In order to successfully obtain a divorce on the grounds of adultery, the spouse applying for the divorce will need to state when they discovered the adultery had taken place, how they found out and the date in which they and their spouse then separated.
Unreasonable behaviour is used when someone has behaved in such a way that their husband or wife feel that they cannot remain married to them anymore.
When filing on this ground, it is necessary to provide at least four examples of unreasonable behaviour. Most importantly, the applicant must state how this behaviour negatively affected them.
Two-year separation with consent
As the name suggests, this ground can be used when a couple have been living separate lives for more than two years and they both agree to a divorce.
When filing on this ground, the only information the courts will need is the date on which the couple began living separate lives.
Like the reasons discussed previously, this ground is equally simple and can be cited when a couple have been living separately for more than five years. Unlike the reason given previously, though, there is no need for both parties to agree to the divorce.
Again, the only additional piece of information required when these grounds are relied upon is the date the couple separated and began living apart.
What about morally acceptable reasons for divorce?

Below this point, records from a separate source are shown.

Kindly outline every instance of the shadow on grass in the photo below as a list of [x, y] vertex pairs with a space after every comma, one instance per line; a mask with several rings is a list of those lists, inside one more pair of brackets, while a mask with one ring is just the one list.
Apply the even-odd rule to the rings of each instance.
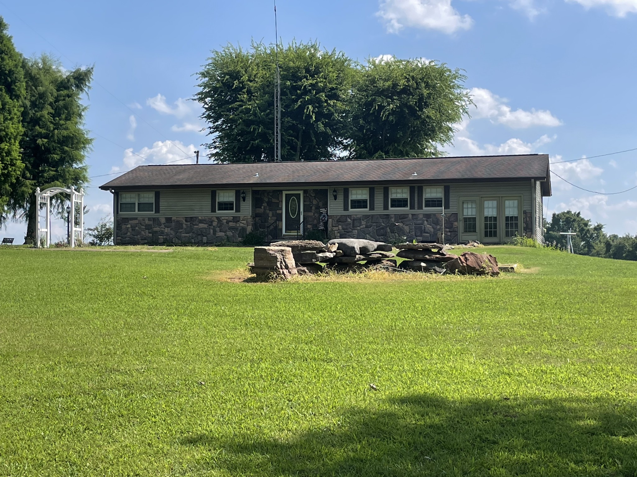
[[634, 476], [637, 406], [603, 399], [417, 396], [294, 438], [208, 434], [202, 471], [233, 475]]

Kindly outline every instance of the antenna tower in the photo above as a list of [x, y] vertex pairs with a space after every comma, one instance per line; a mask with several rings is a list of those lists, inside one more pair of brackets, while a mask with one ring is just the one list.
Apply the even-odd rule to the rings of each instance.
[[275, 59], [276, 73], [275, 81], [275, 162], [281, 161], [281, 74], [278, 67], [278, 27], [276, 24], [276, 0], [275, 0]]

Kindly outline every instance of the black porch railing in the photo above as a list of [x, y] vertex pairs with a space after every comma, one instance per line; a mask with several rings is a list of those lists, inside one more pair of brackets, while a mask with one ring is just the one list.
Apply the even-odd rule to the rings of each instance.
[[274, 221], [266, 226], [266, 243], [271, 244], [275, 242], [278, 235], [278, 221]]

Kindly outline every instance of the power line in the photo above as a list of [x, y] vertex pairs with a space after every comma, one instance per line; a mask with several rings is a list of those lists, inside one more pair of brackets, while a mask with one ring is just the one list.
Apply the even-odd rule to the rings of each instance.
[[[137, 155], [140, 156], [139, 154], [138, 154]], [[146, 160], [145, 157], [142, 157], [141, 156], [140, 156], [140, 157], [141, 157], [144, 160]], [[162, 162], [161, 164], [147, 164], [146, 165], [166, 165], [166, 164], [172, 164], [173, 162], [177, 162], [178, 161], [185, 161], [186, 159], [192, 159], [194, 157], [194, 156], [190, 156], [190, 157], [185, 157], [182, 159], [175, 159], [174, 161], [168, 161], [168, 162]], [[95, 179], [96, 177], [103, 177], [106, 176], [115, 176], [115, 174], [124, 174], [125, 172], [130, 172], [131, 170], [132, 170], [132, 169], [129, 169], [128, 170], [120, 170], [118, 172], [111, 172], [110, 174], [100, 174], [99, 176], [91, 176], [90, 177], [89, 177], [89, 179]]]
[[626, 190], [620, 191], [619, 192], [598, 192], [598, 191], [595, 190], [589, 190], [588, 189], [585, 189], [583, 187], [580, 187], [579, 186], [573, 184], [572, 182], [569, 182], [557, 172], [552, 171], [551, 174], [555, 174], [567, 184], [570, 184], [573, 187], [577, 188], [578, 189], [580, 189], [583, 191], [586, 191], [587, 192], [590, 192], [592, 194], [600, 194], [601, 195], [617, 195], [617, 194], [623, 194], [624, 192], [628, 192], [629, 191], [633, 190], [633, 189], [637, 189], [637, 186], [634, 186], [634, 187], [631, 187], [630, 189], [626, 189]]
[[[6, 8], [6, 9], [7, 9], [8, 10], [9, 10], [9, 11], [10, 11], [10, 12], [11, 12], [11, 13], [13, 13], [13, 14], [14, 15], [15, 15], [15, 17], [16, 17], [17, 18], [18, 18], [18, 20], [20, 20], [20, 22], [22, 22], [22, 23], [24, 23], [24, 24], [25, 25], [27, 25], [27, 27], [29, 27], [29, 28], [30, 28], [30, 29], [31, 29], [31, 30], [32, 30], [32, 31], [34, 31], [34, 32], [35, 32], [35, 34], [36, 34], [36, 35], [38, 35], [38, 36], [39, 36], [39, 37], [40, 38], [41, 38], [41, 39], [43, 39], [43, 40], [44, 40], [45, 41], [46, 41], [46, 42], [47, 42], [47, 43], [48, 43], [48, 44], [49, 44], [50, 45], [51, 45], [51, 46], [52, 46], [52, 48], [53, 48], [54, 49], [55, 49], [55, 50], [57, 50], [57, 52], [58, 52], [58, 53], [60, 53], [60, 54], [61, 54], [61, 55], [62, 56], [63, 56], [63, 57], [64, 57], [64, 58], [66, 58], [66, 59], [67, 60], [68, 60], [69, 61], [70, 61], [70, 62], [71, 62], [71, 63], [73, 63], [73, 64], [76, 64], [76, 63], [75, 63], [75, 62], [74, 62], [74, 61], [73, 61], [73, 60], [71, 60], [71, 59], [70, 58], [69, 58], [69, 57], [68, 57], [68, 56], [66, 56], [66, 55], [65, 55], [65, 54], [64, 54], [64, 53], [62, 53], [62, 52], [61, 52], [61, 50], [59, 50], [59, 48], [58, 48], [57, 47], [56, 47], [56, 46], [55, 46], [55, 45], [54, 45], [53, 43], [51, 43], [50, 41], [48, 41], [48, 39], [46, 39], [46, 38], [44, 38], [43, 36], [42, 36], [42, 35], [41, 35], [41, 34], [39, 34], [39, 33], [38, 32], [38, 31], [37, 30], [36, 30], [36, 29], [35, 29], [34, 28], [33, 28], [33, 27], [32, 27], [32, 26], [31, 26], [31, 25], [29, 25], [29, 24], [27, 24], [27, 23], [26, 22], [25, 22], [25, 21], [24, 21], [24, 20], [22, 20], [22, 18], [20, 18], [20, 17], [19, 17], [19, 16], [18, 16], [18, 15], [17, 15], [17, 13], [15, 13], [15, 11], [13, 11], [13, 10], [11, 10], [10, 8], [8, 8], [8, 6], [6, 6], [6, 5], [5, 4], [4, 4], [4, 2], [3, 2], [3, 1], [1, 1], [1, 0], [0, 0], [0, 4], [2, 4], [2, 5], [3, 5], [3, 6], [4, 6], [4, 7], [5, 8]], [[153, 125], [152, 125], [152, 124], [150, 124], [150, 123], [149, 123], [149, 122], [148, 122], [148, 121], [147, 121], [146, 120], [145, 120], [145, 119], [144, 119], [143, 118], [142, 118], [142, 117], [141, 117], [141, 116], [140, 116], [140, 115], [139, 115], [139, 114], [138, 114], [138, 113], [136, 113], [135, 111], [133, 111], [133, 110], [132, 110], [132, 109], [131, 108], [131, 107], [130, 107], [130, 106], [128, 106], [127, 104], [125, 104], [125, 102], [123, 102], [123, 101], [122, 101], [122, 100], [120, 100], [120, 99], [119, 98], [118, 98], [118, 97], [117, 97], [117, 96], [115, 96], [115, 95], [114, 94], [113, 94], [113, 93], [111, 93], [111, 92], [110, 91], [109, 91], [109, 90], [108, 90], [108, 89], [106, 89], [106, 87], [105, 86], [104, 86], [103, 85], [102, 85], [102, 84], [101, 84], [101, 83], [100, 83], [99, 81], [97, 81], [97, 80], [95, 80], [95, 79], [94, 79], [94, 80], [93, 80], [93, 81], [94, 81], [94, 83], [96, 83], [96, 84], [97, 84], [97, 85], [98, 86], [101, 86], [101, 88], [103, 88], [103, 90], [104, 90], [104, 91], [106, 91], [106, 92], [107, 93], [108, 93], [108, 94], [110, 94], [110, 95], [111, 96], [112, 96], [112, 97], [113, 97], [113, 98], [115, 98], [115, 99], [116, 100], [117, 100], [117, 101], [118, 101], [118, 102], [119, 102], [120, 103], [121, 103], [122, 106], [124, 106], [125, 107], [126, 107], [126, 108], [127, 108], [127, 109], [128, 109], [129, 111], [131, 111], [131, 113], [132, 113], [133, 114], [134, 114], [134, 115], [135, 115], [135, 116], [137, 116], [138, 118], [140, 118], [140, 120], [142, 120], [142, 121], [144, 121], [145, 123], [146, 123], [146, 124], [147, 124], [147, 125], [148, 125], [148, 126], [149, 126], [149, 127], [150, 127], [150, 128], [152, 128], [152, 129], [153, 130], [154, 130], [154, 131], [155, 131], [155, 132], [157, 132], [157, 133], [158, 134], [159, 134], [159, 135], [161, 135], [161, 136], [162, 137], [163, 137], [163, 138], [164, 138], [164, 139], [166, 139], [166, 141], [168, 141], [169, 142], [170, 142], [171, 144], [173, 144], [173, 146], [175, 146], [175, 148], [176, 148], [177, 149], [179, 149], [180, 151], [182, 151], [182, 153], [183, 153], [184, 154], [188, 154], [188, 153], [187, 153], [187, 152], [186, 152], [185, 151], [184, 151], [184, 150], [183, 150], [183, 149], [182, 149], [182, 148], [180, 148], [180, 147], [179, 147], [178, 146], [177, 146], [177, 144], [175, 144], [175, 142], [174, 142], [173, 141], [171, 141], [171, 140], [170, 140], [170, 139], [168, 139], [168, 137], [166, 137], [166, 136], [165, 136], [165, 135], [164, 135], [163, 134], [163, 133], [162, 133], [162, 132], [161, 132], [161, 131], [159, 131], [159, 130], [158, 130], [157, 129], [156, 129], [156, 128], [155, 128], [155, 127], [154, 127], [154, 126], [153, 126]], [[104, 138], [104, 139], [105, 139], [105, 138]], [[107, 139], [107, 141], [108, 141], [108, 139]], [[112, 142], [112, 141], [111, 141], [111, 142]], [[188, 159], [188, 158], [184, 158], [184, 159]]]
[[[579, 159], [569, 159], [568, 161], [555, 161], [555, 162], [552, 162], [552, 164], [562, 164], [564, 162], [575, 162], [576, 161], [583, 161], [585, 159], [594, 159], [596, 157], [605, 157], [606, 156], [613, 156], [615, 154], [622, 154], [622, 153], [629, 153], [631, 151], [637, 151], [637, 148], [633, 148], [633, 149], [627, 149], [624, 151], [617, 151], [614, 153], [608, 153], [608, 154], [599, 154], [597, 156], [590, 156], [590, 157], [580, 157]], [[557, 174], [555, 174], [557, 176]], [[559, 177], [559, 176], [557, 177]]]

The decision to end a marriage is one that is so often fraught with doubt and uncertainty that it should come as no surprise to hear that the people that are going through it sometimes seek assurance that they’re doing the right thing; that their decision to divorce won’t be viewed as superfluous or reactionary. When a customer queries whether or not we feel that their decision to divorce is the right one, we always advise them to consider whether their marriage was making them happy. If they can honestly say that it wasn’t, then their decision to divorce is, in our opinion fully justified.